Change.

More often than not change is hard. It’s easier when your perspective is that you’re changing toward something rather than away from something. There’s happiness and excitement in changing toward something new that you want to experience. There’s pain, sadness, anxiety, and sometimes resentment in changing away from something comfortable and secure. Changing away from something comfortable is even harder when it’s not your choice.

I’m changing toward something new. It’s my choice. To have it I must let go of something comfortable and secure. That’s been hard. Although it’s fair to say my life may not look comfortable to others, I’ve always known what to expect from it. I was comfortable… until I wasn’t.

I remember the first time I watched a snake shed its skin. A little more than 15 years ago I became a caregiver to a boa constrictor my youngest son inherited from a friend. It wasn’t my choice to ever have a snake as a pet. Nevertheless there I was asking questions, learning to take care of it, and accepting the change. As her skin began to come loose my son explained that every time she grew, she would shed her skin. I watched her move with purpose around objects in the tank until the old skin had rolled off her body like a stocking from a woman’s leg.

As I watched her transformation, I realized she had a new sheen to her skin. There was a beauty about her afterward. Once free of her old skin she seemed to move quickly around the tank as if she were excited by the way her new skin felt. She seemed to rejoice in the change. It was a remarkable experience to watch it happen up close.

It’s taken greater than two years to manifest my change. Truth be told it’s been on my mind much longer than that. I’ve had such a hard time letting go of the comfortable predictability of my life. Then one day I saw myself. I took a long, long look. I could see that I was covered in tattered layers of old skin. I also happened to see that here and there bits of shiny, new skin were peeking out from beneath it. I became uncomfortable. I began to move with purpose and do the work of shedding my old skin.

Here I am today. I’ve grown. I feel shiny and new. I move with excitement. I’m eager to experience life in my new skin. I’m nervous and anxious about how to live life in this new skin, but I’m ready for the challenge. I’m also sad. I’m sad that my desire for something new will force a change on the people I love the most. People who thought I was perfect; even in that tattered old skin. People who have comfortably loved me, as is, their entire life.
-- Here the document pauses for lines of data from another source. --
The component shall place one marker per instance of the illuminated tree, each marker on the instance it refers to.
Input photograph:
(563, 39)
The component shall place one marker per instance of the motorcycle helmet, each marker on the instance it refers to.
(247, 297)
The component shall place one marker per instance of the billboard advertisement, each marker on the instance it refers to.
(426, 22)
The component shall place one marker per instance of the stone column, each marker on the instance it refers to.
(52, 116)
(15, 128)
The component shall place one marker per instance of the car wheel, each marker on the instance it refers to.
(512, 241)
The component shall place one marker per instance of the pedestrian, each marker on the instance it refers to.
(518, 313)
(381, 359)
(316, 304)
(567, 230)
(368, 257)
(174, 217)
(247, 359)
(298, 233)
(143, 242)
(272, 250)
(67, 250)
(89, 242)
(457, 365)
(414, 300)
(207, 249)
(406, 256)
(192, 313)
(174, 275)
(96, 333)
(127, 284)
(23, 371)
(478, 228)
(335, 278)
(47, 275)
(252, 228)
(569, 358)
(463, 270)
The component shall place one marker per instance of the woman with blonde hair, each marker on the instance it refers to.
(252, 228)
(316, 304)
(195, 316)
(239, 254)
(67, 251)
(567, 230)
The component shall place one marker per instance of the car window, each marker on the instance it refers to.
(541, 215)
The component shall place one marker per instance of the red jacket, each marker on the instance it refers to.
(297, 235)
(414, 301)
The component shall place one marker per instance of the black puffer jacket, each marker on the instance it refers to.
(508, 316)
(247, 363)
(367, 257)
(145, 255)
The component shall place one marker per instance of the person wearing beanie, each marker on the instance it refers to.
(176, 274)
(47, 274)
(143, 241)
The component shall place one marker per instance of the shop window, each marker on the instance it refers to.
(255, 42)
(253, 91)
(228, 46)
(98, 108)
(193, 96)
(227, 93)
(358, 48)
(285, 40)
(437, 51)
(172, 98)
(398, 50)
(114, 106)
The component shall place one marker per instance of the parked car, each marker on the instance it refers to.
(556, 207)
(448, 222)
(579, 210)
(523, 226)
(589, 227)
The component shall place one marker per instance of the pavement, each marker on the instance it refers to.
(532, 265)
I’m also confident the people I love will see me like I saw that boa constrictor. I’m confident that all the times I stood by beaming with love and pride watching them grow will be mirrored in their eyes as they watch me grow and rejoice in the sheen of my new skin. Even if somewhere in their heart they ache a little for the comfort of days gone by.

2 thoughts on “Change.

  1. Life is quite a challenge,I have to admire you,Becky.Most of the time when we’re faced with hardship,we feel like we can’t climb to the top of even the smallest hill.But if you try harder,you make it one small incline,maybe you can succeed to the big one.Congrats to you,Becky.You are stronger then the majority.Love you.